Sheri CarollSep 14 2008 01:54 PM

Somehow we need to reach the citizens in Hawaii and Alaska, and let them know their elected officials have such a lack of concern for their wildlife and environment. I was so surprised given such beautiful states that they would have reps that are so anti-environment and anti-conservationists. they must not know how threatened their environment is.

D. MiddlehurstSep 14 2008 09:21 PM

Oh, Sheri, we already know what a complete tool Lingle [Hawaii's governor] is. After all, she introduced Palin @ the RNC.

I'd suggest writing letters to the editors of the Maui News & Honolulu Advertiser. The bar seems to be set pretty low for getting stuff published, and intelligent letters are desperately needed. As far as I can tell, letters don't even need to be related to a recent article. This is particularly true of the Maui News.

Write away.

Carl OvermyerSep 21 2008 02:03 AM

We are talking about a ½ BILLION DOLLARS here NOT chump change!

It isn't legal in any way and as such should never have been passed by the Legislature or the Senate. Naughty Naughty!
They should have been dealing with the state budget instead! But NO they are too busy making BAD and ILLEGAL resolutions.

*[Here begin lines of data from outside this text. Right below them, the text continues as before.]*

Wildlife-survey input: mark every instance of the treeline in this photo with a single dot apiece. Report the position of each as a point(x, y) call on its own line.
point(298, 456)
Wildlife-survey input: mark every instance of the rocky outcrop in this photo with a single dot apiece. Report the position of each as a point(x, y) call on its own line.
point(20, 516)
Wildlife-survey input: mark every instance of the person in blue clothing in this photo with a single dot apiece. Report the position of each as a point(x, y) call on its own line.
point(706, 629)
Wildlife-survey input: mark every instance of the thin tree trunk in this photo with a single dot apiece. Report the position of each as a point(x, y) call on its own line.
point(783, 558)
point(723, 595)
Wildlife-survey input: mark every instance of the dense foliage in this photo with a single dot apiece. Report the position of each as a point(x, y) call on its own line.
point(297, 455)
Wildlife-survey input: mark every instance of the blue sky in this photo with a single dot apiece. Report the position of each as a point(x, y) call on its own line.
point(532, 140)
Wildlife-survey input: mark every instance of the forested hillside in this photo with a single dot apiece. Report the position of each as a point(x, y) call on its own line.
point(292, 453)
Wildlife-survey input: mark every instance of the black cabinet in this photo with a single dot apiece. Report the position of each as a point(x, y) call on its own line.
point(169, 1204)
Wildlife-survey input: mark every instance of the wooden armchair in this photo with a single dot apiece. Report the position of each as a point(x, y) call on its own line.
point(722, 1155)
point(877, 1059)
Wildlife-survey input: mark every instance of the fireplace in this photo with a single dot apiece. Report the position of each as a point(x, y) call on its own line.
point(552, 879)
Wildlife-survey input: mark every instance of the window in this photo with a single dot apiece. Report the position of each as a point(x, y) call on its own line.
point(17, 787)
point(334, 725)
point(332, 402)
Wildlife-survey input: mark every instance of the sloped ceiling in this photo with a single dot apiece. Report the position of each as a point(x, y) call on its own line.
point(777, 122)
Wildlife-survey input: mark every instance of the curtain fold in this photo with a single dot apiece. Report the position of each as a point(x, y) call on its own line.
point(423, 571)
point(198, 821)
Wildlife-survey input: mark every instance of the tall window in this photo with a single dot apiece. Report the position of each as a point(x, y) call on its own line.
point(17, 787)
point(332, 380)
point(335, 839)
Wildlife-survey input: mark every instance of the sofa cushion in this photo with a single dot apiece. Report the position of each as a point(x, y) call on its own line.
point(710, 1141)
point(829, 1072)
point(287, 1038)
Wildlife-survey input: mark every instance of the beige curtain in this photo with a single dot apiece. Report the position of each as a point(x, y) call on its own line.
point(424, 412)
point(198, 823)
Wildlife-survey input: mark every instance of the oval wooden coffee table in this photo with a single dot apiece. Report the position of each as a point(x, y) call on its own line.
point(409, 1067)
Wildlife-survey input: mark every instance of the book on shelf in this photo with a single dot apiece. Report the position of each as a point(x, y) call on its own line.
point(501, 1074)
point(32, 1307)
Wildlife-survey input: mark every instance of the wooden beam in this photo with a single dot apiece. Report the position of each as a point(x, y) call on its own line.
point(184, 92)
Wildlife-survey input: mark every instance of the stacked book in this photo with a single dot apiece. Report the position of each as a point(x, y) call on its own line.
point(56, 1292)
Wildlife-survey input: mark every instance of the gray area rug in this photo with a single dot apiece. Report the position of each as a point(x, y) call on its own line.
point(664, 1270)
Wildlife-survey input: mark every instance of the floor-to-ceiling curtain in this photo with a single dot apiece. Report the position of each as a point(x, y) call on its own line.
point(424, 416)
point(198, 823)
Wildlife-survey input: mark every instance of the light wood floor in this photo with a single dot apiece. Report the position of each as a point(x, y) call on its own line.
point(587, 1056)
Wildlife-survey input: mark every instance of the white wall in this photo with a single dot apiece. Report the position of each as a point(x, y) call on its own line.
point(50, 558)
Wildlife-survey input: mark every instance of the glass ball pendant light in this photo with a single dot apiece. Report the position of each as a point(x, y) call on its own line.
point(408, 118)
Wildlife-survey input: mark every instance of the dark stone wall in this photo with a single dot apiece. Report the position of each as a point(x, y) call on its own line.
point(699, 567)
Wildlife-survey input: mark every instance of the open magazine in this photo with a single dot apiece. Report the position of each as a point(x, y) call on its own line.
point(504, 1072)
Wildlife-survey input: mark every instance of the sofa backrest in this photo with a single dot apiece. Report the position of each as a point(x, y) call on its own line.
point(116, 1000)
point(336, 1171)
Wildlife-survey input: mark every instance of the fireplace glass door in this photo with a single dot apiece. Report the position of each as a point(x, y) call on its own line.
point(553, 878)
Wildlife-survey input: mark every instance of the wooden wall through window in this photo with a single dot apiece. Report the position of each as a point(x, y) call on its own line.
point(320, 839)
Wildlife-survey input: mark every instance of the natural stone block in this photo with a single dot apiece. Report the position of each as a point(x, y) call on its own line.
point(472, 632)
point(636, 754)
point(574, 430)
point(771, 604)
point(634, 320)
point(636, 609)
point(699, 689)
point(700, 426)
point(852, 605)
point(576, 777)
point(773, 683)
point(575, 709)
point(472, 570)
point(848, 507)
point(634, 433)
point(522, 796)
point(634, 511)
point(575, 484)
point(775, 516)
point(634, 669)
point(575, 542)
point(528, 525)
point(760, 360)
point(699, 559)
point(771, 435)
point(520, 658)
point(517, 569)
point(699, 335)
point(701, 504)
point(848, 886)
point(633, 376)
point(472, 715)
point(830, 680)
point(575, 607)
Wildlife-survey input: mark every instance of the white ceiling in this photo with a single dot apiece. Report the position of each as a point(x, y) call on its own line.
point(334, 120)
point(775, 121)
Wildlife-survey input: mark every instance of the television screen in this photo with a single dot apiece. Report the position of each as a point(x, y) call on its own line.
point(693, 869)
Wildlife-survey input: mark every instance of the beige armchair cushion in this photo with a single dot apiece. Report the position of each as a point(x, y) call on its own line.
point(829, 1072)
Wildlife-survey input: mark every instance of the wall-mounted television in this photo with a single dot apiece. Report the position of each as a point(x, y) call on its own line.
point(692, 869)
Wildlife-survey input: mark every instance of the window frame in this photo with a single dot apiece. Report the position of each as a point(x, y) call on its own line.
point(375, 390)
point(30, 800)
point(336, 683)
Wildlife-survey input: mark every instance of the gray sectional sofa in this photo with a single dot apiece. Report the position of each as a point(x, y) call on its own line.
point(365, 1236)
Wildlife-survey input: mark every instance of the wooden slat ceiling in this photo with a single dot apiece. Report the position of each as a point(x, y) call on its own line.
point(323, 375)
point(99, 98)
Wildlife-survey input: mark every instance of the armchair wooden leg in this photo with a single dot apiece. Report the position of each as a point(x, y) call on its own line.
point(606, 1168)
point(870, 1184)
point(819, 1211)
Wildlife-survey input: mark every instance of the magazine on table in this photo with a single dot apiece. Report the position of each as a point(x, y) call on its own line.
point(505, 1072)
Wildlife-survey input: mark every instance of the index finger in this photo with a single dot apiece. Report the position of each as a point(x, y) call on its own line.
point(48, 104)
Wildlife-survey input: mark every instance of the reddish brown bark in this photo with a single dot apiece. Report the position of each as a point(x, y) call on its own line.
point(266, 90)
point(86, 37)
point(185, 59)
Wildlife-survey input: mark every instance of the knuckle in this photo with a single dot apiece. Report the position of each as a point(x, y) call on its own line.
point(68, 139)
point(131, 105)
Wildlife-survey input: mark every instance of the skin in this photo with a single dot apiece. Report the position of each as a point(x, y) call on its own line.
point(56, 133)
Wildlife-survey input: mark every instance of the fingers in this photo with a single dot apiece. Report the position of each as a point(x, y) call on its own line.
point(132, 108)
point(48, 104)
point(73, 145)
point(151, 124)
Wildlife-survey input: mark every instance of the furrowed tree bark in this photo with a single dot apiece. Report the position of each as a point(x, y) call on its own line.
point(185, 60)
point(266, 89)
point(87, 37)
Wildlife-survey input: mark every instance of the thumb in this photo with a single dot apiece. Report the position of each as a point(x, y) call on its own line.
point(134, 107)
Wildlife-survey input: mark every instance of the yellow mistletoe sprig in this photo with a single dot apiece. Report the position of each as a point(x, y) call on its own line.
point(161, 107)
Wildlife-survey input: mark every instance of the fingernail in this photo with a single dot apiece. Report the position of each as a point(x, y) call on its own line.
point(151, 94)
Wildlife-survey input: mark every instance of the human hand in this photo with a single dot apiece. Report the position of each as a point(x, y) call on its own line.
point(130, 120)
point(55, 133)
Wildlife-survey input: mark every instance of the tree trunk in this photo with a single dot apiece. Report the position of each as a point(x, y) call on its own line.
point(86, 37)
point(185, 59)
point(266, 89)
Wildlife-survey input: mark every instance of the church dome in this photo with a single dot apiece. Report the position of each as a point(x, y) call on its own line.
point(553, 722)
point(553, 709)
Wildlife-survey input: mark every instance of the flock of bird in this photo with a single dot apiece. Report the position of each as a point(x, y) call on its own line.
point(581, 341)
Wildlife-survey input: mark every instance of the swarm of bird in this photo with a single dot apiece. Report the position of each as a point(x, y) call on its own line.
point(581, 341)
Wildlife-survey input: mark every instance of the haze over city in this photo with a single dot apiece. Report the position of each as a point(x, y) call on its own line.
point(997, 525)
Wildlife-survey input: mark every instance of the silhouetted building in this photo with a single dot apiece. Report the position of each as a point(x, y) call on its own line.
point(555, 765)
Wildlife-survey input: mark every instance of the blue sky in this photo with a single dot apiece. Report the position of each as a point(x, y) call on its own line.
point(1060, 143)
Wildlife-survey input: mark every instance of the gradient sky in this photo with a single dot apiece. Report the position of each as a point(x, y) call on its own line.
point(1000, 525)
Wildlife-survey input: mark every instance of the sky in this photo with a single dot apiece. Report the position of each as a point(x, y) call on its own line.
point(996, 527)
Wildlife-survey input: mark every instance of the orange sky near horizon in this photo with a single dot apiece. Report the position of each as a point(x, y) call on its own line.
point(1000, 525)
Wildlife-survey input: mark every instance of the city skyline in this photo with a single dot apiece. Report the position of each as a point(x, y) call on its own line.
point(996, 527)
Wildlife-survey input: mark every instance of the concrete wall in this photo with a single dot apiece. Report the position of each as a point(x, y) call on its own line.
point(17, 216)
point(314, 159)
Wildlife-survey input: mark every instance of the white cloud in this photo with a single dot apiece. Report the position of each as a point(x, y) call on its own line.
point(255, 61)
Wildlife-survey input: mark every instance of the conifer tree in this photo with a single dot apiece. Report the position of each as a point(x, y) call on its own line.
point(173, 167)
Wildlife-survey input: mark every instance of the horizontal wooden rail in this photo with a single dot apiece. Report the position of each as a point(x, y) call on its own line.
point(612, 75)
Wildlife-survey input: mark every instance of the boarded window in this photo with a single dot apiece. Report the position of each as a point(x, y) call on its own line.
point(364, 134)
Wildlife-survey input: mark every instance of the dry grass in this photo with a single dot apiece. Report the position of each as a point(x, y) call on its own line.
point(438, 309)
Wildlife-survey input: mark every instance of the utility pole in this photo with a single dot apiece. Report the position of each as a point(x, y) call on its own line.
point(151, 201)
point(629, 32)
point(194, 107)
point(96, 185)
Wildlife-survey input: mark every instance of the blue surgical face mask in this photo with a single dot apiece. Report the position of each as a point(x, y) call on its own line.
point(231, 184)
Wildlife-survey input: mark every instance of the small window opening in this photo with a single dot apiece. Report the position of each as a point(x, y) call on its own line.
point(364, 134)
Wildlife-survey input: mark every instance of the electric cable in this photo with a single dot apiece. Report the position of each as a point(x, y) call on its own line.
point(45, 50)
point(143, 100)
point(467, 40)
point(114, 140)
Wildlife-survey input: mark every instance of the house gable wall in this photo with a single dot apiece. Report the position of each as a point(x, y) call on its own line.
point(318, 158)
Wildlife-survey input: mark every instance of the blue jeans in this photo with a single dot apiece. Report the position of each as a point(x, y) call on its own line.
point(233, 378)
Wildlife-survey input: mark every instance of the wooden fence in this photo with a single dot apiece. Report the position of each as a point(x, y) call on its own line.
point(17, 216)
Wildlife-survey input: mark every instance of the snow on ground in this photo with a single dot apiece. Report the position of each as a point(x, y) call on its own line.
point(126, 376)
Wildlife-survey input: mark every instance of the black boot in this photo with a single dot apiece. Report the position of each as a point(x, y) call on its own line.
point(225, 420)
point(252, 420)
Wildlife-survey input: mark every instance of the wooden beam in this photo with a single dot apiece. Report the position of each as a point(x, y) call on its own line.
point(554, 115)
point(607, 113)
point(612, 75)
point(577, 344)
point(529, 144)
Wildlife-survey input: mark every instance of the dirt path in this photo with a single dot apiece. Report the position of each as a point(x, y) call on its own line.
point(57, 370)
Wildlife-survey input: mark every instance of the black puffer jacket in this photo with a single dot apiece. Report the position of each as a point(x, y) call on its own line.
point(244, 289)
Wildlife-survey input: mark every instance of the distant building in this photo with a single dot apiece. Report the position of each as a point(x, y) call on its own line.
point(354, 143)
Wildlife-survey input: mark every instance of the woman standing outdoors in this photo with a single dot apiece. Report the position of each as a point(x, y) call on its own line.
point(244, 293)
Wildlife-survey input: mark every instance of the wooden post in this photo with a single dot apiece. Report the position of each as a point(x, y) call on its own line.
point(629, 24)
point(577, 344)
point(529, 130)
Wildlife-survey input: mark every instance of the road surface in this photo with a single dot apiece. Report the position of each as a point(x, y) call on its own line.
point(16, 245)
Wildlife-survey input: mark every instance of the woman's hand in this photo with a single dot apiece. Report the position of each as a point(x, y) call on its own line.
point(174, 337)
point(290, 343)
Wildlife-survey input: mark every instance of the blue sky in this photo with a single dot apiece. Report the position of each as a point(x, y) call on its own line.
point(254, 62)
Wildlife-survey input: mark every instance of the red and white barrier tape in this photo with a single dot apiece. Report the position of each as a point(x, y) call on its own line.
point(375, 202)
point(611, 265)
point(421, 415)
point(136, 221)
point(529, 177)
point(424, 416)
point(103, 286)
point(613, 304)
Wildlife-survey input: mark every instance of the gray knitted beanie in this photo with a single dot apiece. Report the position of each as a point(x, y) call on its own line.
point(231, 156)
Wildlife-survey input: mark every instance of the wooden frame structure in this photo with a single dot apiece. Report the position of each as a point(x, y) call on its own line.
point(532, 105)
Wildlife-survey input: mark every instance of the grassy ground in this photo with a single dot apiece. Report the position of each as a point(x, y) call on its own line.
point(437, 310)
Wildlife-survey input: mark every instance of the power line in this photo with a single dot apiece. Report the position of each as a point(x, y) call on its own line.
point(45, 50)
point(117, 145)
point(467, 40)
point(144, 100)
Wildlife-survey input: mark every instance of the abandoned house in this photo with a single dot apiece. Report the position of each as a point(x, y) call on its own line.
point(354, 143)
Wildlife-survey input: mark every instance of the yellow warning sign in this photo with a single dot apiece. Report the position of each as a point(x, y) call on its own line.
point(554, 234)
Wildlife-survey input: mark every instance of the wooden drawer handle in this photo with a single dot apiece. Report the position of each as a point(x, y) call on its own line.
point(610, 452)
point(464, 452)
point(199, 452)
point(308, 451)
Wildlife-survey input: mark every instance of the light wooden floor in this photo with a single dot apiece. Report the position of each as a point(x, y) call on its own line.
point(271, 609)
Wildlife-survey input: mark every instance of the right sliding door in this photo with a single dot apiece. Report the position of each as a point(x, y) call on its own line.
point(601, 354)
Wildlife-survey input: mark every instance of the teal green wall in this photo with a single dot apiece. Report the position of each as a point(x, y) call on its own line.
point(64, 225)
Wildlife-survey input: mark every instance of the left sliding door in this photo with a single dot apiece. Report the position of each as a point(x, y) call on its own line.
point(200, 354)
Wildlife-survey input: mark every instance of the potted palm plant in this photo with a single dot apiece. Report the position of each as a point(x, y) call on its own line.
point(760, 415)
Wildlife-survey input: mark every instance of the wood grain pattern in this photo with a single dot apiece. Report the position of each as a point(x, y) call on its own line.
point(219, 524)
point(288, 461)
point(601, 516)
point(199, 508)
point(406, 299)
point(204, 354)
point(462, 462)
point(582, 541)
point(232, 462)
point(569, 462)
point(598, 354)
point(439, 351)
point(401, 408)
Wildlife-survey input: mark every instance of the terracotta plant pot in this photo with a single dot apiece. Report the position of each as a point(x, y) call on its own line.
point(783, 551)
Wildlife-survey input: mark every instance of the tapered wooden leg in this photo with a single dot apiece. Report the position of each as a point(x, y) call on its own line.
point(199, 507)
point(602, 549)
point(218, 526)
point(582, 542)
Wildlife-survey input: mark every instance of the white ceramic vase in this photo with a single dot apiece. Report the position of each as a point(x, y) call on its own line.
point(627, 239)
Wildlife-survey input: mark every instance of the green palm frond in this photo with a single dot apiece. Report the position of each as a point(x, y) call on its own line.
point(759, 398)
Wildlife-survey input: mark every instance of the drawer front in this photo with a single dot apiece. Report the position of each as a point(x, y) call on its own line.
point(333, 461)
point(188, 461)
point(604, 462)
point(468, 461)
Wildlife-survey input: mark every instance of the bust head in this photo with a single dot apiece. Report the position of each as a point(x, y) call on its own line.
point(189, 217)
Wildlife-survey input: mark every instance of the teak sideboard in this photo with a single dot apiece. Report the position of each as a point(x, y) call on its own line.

http://www.caltax.org/ContainerTax-SB974.pdf
From Cal Tax, their conclusion follows;
• Under Article XIIIA, Section 3 of the California Constitution, the "fee" imposed pursuant to SB 974 is a tax subject to a supermajority vote.
• The "fee" is not part of a regulatory effort to mitigate the adverse impact of the feepayer's operations because the feepayer is the owner of the cargo, not the shipping company. There is only a minor, indirect, nexus between the feepayers' products or operations and their adverse effects for the same reason.
• Most notably, only 50% of the vessels coming through the ports are containerized. Thus, the fee is not fairly apportioned.
• The "fee" is also a tax under the Commerce Clause, as it does not pay for the costs of regulating the feepayer, only those the feepayer has chosen to transport his or her goods.
• As the "fee" is a tax, it must undergo greater scrutiny under the Commerce Clause. The tax also violates the Commerce Clause because it does not approximate the actual benefit conferred on the feepayer. The feepayers under SB 974 are those who pay shippers to transport their goods. They receive no benefit from meeting air pollution standards already required by law, and in fact are paying for any purported benefits received by those who do not transport their cargo by using containers.
• Finally, SB 974 violates the Foreign Commerce Clause, as it is inconsistent with the Customs Convention on Containers and poses the risk of multiple layers of taxation for instrumentalities of foreign commerce.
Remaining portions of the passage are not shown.